Device and Implantation System for Electrical Stimulation of Biological Systems
Abstract
The present specification discloses devices and methodologies for the treatment of transient lower esophageal sphincter relaxations (tLESRs). Individuals with tLESRs may be treated by implanting a stimulation device within the patient's lower esophageal sphincter and applying electrical stimulation to the patient's lower esophageal sphincter, in accordance with certain predefined protocols. The presently disclosed devices have a simplified design because they do not require sensing systems capable of sensing when a person is engaged in a wet swallow and have improved energy storage requirements.
Claims
exact text as granted — not AI-modifiedWe claim:
1 . A method of implanting electrodes in a patient in order to treat gastroesophageal reflux disease, comprising:
implanting a first electrode in an anterior proximal wall of an esophagus, wherein said first electrode is positioned axially along a length of said esophagus; and implanting a second electrode proximate a right lateral wall of said esophagus, wherein said second electrode is positioned parallel and distal to said first electrode.
2 . The method of claim 1 , further comprising the steps of:
connecting said first and second electrodes to a pulse stimulator configured to supply a stimulation pulse to said first and second electrodes; and operating said first and second electrodes in combination to deliver electrical stimulation to at least partly normalize a function of a lower esophageal sphincter (LES) of said patient post-stimulation.
3 . The method of claim 2 , wherein said stimulation pulse has a pulse amplitude equal to or less than 15 mAmp.
4 . The method of claim 2 , wherein said pulse stimulator is configured to detect a LES pressure derived from an impedance sensor, piezoelectric sensor, or electrical activity based sensor.
5 . The method of claim 1 , wherein said second electrode is separated from said first electrode by a distance equal to or less than 1.5 cm.
6 . The method of claim 1 , wherein said first electrode and second electrode are each positioned more than 1 mm away from a vagal trunk of said patient.
7 . The method of claim 1 , further comprising the steps of:
obtaining a measurement of a lower esophageal sphincter (LES) pressure proximate an implantation area before, during, or after providing electrical stimulation using said first and second electrodes; modifying an implantation configuration of said first and second electrodes based upon said measurement; and repeating obtaining the said measurement until a desired LES pressure profile is achieved.
8 . A method of implanting a first electrode and a second electrode in a patient in order to treat gastroesophageal reflux disease, comprising:
implanting the first electrode in an anterior proximal wall of an esophagus, wherein said first electrode is positioned axially along a length of said esophagus; and implanting the second electrode proximate a right lateral wall of said esophagus, wherein said second electrode is positioned parallel to and at a same height along said esophagus as said first electrode.

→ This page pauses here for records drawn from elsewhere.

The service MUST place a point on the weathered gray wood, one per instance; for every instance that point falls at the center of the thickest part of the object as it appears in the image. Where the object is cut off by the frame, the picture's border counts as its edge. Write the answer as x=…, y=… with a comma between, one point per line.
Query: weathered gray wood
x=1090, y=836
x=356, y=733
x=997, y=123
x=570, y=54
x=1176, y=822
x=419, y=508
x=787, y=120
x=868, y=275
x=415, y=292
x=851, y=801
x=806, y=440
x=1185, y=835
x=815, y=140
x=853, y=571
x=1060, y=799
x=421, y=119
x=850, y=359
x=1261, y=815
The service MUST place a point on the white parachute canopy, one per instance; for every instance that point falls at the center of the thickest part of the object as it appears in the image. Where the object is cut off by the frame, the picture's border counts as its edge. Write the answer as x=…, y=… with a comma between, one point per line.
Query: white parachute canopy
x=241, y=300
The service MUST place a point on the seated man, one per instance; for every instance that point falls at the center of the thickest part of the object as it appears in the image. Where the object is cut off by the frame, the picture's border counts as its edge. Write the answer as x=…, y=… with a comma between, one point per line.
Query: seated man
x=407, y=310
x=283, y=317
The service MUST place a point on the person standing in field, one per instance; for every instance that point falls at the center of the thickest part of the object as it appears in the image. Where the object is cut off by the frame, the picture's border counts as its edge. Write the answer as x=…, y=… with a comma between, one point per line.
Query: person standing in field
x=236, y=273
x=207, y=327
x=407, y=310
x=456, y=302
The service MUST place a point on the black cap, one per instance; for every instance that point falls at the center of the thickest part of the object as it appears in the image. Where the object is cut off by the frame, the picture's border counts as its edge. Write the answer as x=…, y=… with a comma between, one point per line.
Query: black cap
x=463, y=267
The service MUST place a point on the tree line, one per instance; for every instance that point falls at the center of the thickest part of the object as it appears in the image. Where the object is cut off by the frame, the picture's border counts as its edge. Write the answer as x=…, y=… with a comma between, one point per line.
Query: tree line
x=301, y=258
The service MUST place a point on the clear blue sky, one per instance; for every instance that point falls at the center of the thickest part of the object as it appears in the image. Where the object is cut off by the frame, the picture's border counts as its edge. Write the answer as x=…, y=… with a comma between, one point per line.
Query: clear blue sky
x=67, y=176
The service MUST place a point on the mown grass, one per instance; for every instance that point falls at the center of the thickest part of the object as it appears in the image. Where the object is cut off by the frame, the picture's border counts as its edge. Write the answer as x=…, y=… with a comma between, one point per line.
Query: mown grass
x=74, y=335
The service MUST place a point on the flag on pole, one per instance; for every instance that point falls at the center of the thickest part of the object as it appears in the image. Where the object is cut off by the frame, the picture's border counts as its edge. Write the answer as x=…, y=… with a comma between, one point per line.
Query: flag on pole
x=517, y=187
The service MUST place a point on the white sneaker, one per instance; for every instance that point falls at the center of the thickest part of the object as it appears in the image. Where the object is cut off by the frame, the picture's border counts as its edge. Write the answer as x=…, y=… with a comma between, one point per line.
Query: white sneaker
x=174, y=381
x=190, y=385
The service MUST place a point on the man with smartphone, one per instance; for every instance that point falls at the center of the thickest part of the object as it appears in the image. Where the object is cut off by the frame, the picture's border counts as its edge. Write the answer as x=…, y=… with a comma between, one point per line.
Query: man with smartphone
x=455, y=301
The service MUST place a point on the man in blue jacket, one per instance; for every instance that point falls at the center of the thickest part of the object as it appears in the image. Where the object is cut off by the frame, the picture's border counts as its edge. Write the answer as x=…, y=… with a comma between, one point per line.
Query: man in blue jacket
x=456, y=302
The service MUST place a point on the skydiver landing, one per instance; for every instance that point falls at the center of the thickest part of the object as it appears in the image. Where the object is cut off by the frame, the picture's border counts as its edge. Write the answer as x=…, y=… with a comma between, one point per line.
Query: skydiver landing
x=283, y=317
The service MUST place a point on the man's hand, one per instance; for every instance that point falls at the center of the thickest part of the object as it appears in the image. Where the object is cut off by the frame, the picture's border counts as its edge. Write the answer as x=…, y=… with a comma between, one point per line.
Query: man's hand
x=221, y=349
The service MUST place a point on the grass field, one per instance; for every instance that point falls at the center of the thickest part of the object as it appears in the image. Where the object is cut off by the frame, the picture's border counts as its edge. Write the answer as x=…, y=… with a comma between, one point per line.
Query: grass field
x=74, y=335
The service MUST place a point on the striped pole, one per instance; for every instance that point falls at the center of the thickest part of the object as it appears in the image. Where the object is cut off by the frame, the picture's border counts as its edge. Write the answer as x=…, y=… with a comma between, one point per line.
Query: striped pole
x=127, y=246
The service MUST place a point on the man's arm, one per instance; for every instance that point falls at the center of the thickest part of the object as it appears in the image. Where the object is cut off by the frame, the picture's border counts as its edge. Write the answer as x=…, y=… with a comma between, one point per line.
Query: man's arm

9 . The method of claim 8 , further comprising the steps of:
connecting said first and second electrodes to a pulse stimulator configured to supply a stimulation pulse to said first and second electrodes; and operating said first and second electrodes in combination to deliver electrical stimulation to at least partly normalize a function of a lower esophageal sphincter (LES) of said patient post-stimulation.
10 . The method of claim 9 , wherein said stimulation pulse has a pulse amplitude equal to or less than 15 mAmp.
11 . The method of claim 9 , wherein said pulse stimulator is configured to detect a LES pressure derived from an impedance sensor, piezoelectric sensor, or electrical activity based sensor.
12 . The method of claim 8 , wherein said second electrode is separated from said first electrode by a distance equal to or less than 1.5 cm.
13 . The method of claim 8 , wherein each of said first and second electrodes is positioned more than 1 mm away from a vagal trunk of said patient.
14 . The method of claim 8 , further comprising the steps of:
measuring a lower esophageal sphincter (LES) pressure proximate an implantation area before, during, and/or after providing electrical stimulation using said first and second electrodes; modifying an implantation configuration of said electrodes based on upon said measuring; and repeating said measuring of LES pressure until a desired LES pressure profile is achieved.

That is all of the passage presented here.